The crucial step that they advocate, however, goes counter to Trump's instincts and will be very unpopular with his base: They urge him to seek congressional authorization for more American troops in Syria, in particular in the Middle Euphrates River Valley in northern Syria. America played a major role in the area, in conjunction with Syrian Kurdish fighters, in retaking the Syrian city of Raqqa from ISIS. Doran and Rough go so far as to recommend that America build a base in the area.
Were America to withdraw from the area, there are two likely outcomes – neither of them good. One is that the Kurds would be unable to hold the area around the Syrian city of Raqqa, which is ethnically Arab, and would bring back into play the Sunni discontent that lead to the rise of ISIS in the first place. The other is that Turkey, concerned about an autonomous Kurdish region becoming a launching pad for Kurdish attacks in Turkey and the joinder of Syrian and Turkish Kurds, would invade the area.

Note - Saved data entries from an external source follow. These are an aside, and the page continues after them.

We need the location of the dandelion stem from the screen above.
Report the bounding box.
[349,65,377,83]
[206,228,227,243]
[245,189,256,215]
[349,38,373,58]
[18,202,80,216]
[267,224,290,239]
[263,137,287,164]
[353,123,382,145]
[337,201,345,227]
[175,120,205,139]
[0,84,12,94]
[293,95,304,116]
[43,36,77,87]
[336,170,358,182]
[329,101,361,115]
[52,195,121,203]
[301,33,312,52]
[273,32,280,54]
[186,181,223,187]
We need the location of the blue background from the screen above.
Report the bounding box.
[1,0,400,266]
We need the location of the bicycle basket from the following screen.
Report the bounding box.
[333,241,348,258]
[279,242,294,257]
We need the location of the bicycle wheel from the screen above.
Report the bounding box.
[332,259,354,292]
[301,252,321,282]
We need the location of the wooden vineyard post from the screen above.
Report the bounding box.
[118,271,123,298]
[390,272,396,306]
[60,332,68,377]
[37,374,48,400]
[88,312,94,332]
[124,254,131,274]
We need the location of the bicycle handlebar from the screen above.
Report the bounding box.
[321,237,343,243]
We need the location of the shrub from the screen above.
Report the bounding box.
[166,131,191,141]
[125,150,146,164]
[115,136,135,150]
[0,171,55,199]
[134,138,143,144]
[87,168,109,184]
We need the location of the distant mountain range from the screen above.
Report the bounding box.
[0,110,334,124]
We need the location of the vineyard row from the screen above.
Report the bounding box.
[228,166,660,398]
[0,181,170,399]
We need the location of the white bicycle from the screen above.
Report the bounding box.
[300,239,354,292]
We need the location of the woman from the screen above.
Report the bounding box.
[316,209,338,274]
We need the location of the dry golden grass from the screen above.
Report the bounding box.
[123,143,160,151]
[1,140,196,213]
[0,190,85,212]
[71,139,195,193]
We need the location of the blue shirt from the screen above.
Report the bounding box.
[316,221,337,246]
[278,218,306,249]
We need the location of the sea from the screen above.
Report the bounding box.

Either result would likely drive the Kurds into the arms of the Iranians and Syrians. Only a strong American presence can stabilize the region, and serve the dual purpose of preventing an endless series of battles that would lead to a new ISIS and/or further Iranian advances.
The Middle Euphrates River Valley stands in the way of the most direct Iranian arms pipeline from Iran through Iraq to Hizbullah forces in Lebanon. And only a strong American presence stands in Iran's way of further advances in the region. To date, Doran and Rough write, Iran has been able to control a great deal of Syrian territory with a relatively few, ill-trained troops. A show of American determination would send a strong message to both Iran and Russia that they cannot maintain control of Syria on the cheap.
The augmenting of American troop strength in the crucial region where it is currently most firmly entrenched is the linchpin for any viable strategy for rollback Iranian control in Syria. The other steps recommended by Doran and Rough would merely augment that central policy decision and be of little effect without it. For instance, they write that the U.S. should strongly support Israel's demand that Iran and Hizbullah not seek to establish military bases in Syria or move troops close to the Golan border. But without some concrete American commitment, any such warnings are likely to be ignored.
The question is can President Trump make the crucial break not only with the policy of his predecessor, but with his own deepest instincts and those of his base against introducing more American troops into the Middle East. On the answer to that question may depend how soon war breaks out between Israel and Iran and its allies.